Der belarussische Politologe Walerij Karbalewitsch meint, Lukaschenko sei vielmehr bestrebt, endlich als "legitimer Anführer" von Belarus international anerkannt zu werden. Er wolle mit den Wahlen erreichen, dass der Westen die Realitäten in Belarus akzeptiert. Lukaschenko wolle so auch der aus dem litauischen Exil heraus arbeitenden Oppositionsführerin Swetlana Tichanowskaja und ihrem Team, die sich als Sieger der Wahl im Jahr 2020 betrachten, jegliche Legitimation entziehen.
Weitere Gründe, warum es Lukaschenko mit den Wahlen so eilig hat, könnten dem Experten zufolge mögliche Gesundheitsprobleme des Machthabers sein.
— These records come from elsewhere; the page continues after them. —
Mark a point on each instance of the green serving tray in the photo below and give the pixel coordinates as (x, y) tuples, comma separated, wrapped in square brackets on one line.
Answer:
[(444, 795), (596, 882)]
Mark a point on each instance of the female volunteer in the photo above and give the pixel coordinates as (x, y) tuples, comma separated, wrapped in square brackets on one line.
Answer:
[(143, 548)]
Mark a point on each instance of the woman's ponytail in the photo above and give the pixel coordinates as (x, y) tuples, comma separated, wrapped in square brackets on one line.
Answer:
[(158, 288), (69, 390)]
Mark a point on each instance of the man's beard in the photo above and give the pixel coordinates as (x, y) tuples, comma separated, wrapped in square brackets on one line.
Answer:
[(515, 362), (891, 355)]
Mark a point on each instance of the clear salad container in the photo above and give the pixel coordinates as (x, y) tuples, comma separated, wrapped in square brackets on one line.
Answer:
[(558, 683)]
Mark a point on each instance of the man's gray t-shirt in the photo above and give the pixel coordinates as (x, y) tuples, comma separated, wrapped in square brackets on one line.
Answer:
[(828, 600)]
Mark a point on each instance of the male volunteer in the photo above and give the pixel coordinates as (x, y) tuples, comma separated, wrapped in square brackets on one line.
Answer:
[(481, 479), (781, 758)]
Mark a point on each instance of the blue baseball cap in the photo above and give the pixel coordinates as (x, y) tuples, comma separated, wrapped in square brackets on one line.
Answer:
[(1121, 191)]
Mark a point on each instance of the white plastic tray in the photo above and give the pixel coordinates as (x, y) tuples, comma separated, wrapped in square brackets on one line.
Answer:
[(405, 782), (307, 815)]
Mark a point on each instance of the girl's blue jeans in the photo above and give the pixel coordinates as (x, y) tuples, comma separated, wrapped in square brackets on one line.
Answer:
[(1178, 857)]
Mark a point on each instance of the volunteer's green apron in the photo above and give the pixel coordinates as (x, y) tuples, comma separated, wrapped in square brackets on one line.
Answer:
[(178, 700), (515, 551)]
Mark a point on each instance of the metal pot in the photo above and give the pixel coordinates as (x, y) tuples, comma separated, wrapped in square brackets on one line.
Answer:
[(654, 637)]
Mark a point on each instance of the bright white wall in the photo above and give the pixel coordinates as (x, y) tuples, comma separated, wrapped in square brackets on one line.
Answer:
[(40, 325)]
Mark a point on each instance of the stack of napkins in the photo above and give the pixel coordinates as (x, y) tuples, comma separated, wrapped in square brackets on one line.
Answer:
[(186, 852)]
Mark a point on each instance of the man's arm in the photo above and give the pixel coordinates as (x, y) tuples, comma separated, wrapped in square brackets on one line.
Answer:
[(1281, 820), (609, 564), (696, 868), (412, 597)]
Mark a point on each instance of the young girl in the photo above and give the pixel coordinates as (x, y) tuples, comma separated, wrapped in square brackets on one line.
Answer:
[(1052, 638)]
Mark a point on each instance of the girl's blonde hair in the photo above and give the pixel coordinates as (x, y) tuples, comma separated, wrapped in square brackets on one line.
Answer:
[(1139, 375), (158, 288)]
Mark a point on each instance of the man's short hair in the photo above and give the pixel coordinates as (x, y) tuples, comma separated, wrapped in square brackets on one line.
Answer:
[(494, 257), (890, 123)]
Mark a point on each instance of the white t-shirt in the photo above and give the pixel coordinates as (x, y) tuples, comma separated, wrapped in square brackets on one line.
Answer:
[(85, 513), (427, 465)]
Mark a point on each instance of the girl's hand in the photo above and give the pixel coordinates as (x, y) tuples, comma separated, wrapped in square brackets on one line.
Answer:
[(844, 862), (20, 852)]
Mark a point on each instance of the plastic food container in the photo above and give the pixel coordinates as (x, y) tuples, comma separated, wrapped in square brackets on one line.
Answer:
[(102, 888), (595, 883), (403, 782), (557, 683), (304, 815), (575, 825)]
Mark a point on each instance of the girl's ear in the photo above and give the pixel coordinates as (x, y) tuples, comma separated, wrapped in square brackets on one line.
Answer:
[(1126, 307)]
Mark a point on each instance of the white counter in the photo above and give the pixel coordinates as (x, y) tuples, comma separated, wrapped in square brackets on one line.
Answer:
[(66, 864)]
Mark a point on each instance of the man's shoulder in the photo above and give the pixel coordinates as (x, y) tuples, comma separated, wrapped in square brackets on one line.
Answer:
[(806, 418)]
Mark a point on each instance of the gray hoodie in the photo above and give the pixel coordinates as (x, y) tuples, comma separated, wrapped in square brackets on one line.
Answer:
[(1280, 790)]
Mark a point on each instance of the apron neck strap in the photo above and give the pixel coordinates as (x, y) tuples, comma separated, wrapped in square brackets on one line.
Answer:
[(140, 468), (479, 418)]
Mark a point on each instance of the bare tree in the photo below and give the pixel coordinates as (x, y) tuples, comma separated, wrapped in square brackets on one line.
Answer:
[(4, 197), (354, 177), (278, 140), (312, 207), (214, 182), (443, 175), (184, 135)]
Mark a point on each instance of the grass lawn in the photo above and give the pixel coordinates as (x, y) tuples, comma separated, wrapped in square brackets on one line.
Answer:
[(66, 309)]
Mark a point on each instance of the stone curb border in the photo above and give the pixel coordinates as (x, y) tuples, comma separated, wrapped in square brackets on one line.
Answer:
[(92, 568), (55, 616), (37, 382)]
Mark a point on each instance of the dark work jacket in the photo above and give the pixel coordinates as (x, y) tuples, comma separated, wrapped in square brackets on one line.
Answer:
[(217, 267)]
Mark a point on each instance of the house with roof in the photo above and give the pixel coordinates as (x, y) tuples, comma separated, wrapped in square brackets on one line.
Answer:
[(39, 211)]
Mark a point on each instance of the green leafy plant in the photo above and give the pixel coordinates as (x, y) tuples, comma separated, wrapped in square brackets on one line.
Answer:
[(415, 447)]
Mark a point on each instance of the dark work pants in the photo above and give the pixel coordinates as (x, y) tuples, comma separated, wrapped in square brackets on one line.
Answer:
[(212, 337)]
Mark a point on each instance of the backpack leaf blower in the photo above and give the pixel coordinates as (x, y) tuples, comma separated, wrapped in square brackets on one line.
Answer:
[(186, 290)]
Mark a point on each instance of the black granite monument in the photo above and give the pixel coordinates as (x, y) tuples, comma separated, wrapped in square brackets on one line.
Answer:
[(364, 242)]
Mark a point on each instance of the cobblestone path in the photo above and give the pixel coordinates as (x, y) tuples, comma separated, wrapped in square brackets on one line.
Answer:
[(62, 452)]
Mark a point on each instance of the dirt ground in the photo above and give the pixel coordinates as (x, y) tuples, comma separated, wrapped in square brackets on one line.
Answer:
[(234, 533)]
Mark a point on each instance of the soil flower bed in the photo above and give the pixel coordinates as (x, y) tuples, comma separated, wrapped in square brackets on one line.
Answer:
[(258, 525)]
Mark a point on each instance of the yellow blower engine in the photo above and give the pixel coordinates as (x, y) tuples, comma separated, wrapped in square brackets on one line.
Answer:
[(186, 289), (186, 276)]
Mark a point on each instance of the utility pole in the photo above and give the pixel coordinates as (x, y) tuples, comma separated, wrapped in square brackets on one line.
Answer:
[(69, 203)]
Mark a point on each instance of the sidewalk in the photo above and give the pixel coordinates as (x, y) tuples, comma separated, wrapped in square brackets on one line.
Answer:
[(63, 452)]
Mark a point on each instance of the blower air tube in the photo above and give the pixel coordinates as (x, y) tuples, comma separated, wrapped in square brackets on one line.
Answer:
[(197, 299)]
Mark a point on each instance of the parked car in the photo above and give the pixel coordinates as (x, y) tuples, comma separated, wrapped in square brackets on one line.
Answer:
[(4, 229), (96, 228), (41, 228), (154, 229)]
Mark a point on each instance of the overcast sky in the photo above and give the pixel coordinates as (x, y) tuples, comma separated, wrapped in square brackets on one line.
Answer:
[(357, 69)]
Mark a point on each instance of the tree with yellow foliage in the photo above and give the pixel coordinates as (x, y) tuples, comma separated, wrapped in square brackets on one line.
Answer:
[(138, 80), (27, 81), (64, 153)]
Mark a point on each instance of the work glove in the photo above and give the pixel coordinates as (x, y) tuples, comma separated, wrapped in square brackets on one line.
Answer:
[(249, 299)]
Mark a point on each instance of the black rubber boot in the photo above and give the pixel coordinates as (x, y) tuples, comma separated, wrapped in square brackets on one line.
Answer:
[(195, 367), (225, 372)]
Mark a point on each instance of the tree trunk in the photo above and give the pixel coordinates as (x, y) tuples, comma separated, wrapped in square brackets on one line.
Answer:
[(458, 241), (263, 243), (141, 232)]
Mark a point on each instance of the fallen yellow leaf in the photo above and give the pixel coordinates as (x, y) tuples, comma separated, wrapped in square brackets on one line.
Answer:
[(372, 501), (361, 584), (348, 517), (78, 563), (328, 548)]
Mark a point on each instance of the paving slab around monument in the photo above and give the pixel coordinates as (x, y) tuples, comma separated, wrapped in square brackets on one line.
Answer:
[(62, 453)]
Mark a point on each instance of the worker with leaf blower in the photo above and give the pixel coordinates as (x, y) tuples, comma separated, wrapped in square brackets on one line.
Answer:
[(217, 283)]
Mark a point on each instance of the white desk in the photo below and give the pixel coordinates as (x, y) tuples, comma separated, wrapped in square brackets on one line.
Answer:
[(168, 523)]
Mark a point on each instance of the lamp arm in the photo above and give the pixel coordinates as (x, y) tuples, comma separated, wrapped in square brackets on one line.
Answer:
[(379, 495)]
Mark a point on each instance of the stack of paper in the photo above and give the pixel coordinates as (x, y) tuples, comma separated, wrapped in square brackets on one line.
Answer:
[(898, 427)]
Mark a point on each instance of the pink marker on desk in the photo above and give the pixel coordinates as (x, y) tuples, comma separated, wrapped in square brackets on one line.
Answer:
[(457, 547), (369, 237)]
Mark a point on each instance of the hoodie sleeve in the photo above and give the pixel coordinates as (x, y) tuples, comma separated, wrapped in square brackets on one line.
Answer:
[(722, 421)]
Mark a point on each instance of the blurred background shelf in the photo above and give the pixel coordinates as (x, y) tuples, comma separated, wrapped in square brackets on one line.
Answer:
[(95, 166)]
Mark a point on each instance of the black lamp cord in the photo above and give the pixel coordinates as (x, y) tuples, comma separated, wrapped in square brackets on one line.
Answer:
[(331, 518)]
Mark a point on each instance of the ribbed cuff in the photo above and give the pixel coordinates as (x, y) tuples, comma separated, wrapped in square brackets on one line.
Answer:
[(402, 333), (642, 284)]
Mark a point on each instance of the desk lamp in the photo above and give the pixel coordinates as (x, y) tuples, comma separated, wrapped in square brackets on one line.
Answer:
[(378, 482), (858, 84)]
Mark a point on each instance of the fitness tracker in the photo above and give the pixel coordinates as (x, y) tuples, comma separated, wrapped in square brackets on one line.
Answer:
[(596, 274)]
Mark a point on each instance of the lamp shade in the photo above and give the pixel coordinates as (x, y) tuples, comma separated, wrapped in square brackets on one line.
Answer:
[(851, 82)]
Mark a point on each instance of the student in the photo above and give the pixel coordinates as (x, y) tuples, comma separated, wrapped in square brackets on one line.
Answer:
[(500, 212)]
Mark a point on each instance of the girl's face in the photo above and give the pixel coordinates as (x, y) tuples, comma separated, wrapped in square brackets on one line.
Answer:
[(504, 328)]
Auch Politologe Artjom Schraibman hält das "Trauma von 2020" für den Hauptgrund für den vorgezogenen Wahltermin. Damals war es wegen Wahlbetrugs zu monatelangen Massenprotesten gekommen, die von den Behörden brutal niedergeschlagen wurden.
Lukaschenko wolle, so Schraibman, den Wahlkampf im Winter buchstäblich "maximal abkühlen". Er ist sich sicher, "dass derzeit keine Proteste drohen, aber man will wohl auf Nummer sicher gehen, nachdem man sich mit dem Wahlkampf im Sommer 2020 schon einmal die Finger verbrannt hat", so der Experte.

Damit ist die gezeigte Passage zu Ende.